Before letting major money talks drive a wedge in your marriage, try these strategies to prevent conflict later.
Commit to transparency. Being honest and open is a crucial first step toward creating harmony in a relationship. “It’s hard to build financially if [couples] don’t have full disclosure,” says Kathe Meade, president and retirement consultant at Meade Wheeler Financial Group in Jackson, Michigan.
To achieve full disclosure, couples need to share details about debt, credit scores and spending habits. Only then, after a productive discussion, will they be able to clearly evaluate their financial situation and make plans for the future.
Share your goals. Financial goal setting is also essential to creating a happy marriage. “When I talk about goals, I’m not talking about money,” Kapusta says. Instead, couples need to consider what they want their everyday life to look like and what they hope to achieve in the future, she says.
While money needs to be part of the discussion, it’s more important for spouses to have an understanding of their plans – whether they involve providing a college education for their children or traveling in retirement – before assessing how to make shared goals a reality.
Understand your significant other’s backstory. When it comes to finances, fewer things are more important than knowing a spouse’s history. People raised in wealth may have a vastly different approach to money compared with those who faced poverty as children. Without understanding what motivates each other about money, spouses have little hope of finding middle ground.
“Usually what’s embedded in the battle is that one person wants it now and [the other person] is worried they will always be destitute,” says Joe Heider, president of Cirrus Wealth Management in Cleveland. Those wants and fears won’t make sense without knowing and respecting a spouse’s previous experiences with money.
Put your spending plan in writing. Heider says it’s not unusual for someone who likes to spend money to marry someone who is a saver. Such an arrangement can even be beneficial if a saver helps a spender rein in impulse purchases, or a spouse who likes to buy helps their more frugal half enjoy money more.
However, it can also cause resentments if spouses feel they are being constrained. Having a written spending plan or clear-cut budget figures may eliminate some of that friction. “The person who is more of the free spender can see there is not the amount of money they thought they had,” Heider says.
Pay down your debt. The 2018 Fidelity study found that people who are concerned about debt are more likely to say money is their biggest relationship challenge and argue about finances. Beyond that, “I think credit card debt is something spouses aren’t always honest about,” Meade says.

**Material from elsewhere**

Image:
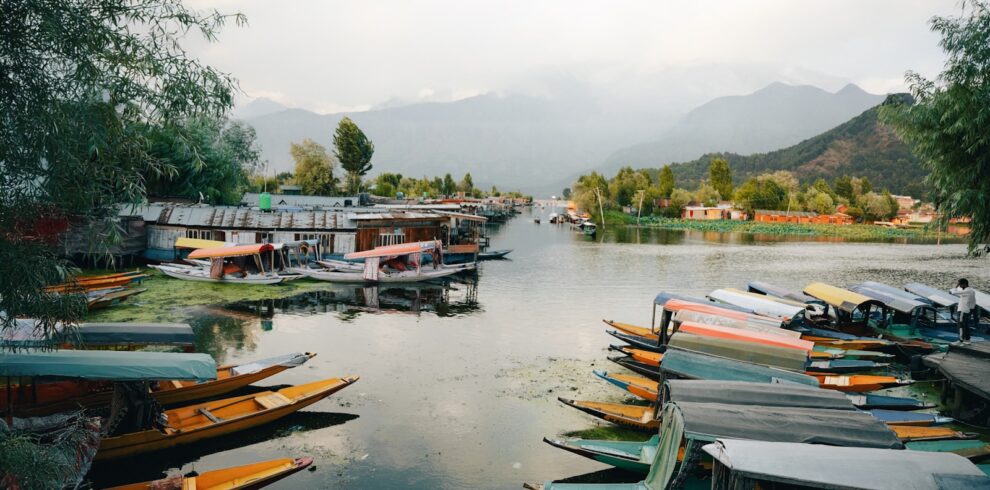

One spouse may get a credit card and keep his or her spending secret, a habit that can lead to distrust and unhappiness in a marriage.
Avoiding debt can eliminate the source of some money arguments. Without debt, it may be easier to balance the budget, achieve shared goals and reach a consensus on spending versus saving.
Schedule regular checkups. Finding financial bliss with a spouse isn’t possible with a single conversation. Instead, it is a series of discussions and reviews to ensure that both parties remain on the same page. “Just as you get a health checkup every year, you should get a financial checkup,” Meade says.
Some couples might meet with a financial advisor on an annual basis. Others schedule regular date nights in which they review the household budget and adjust goals as needed. “It’s really nice to do it with a glass of wine,” Kapusta says, “[but] don’t have two or three because money can get emotional.” Excessive alcohol combined with heated emotions won’t make for a productive discussion for either spouse.
Get professional help if needed. Sometimes spouses aren’t able to successfully navigate money matters on their own. Regardless of whether the disagreements are due to diverging money opinions or deep emotions, it might make sense to bring in a finance professional who can act as an objective third party during the conversation.
Kapusta says you don’t need a lot of money to see an advisor. “There is financial help for everyone,” she says. If you don’t know where to look, she recommends starting with the provider of your workplace 401(k) plan if you have one. Though not offered by all companies, many plans provide access to a financial advisor or similar service as an employment perk.
Many couples struggle to address the issue of money in their marriage. But with honesty, a realistic spending plan and a commitment to continued communication, finances don’t have to cause stress in a relationship.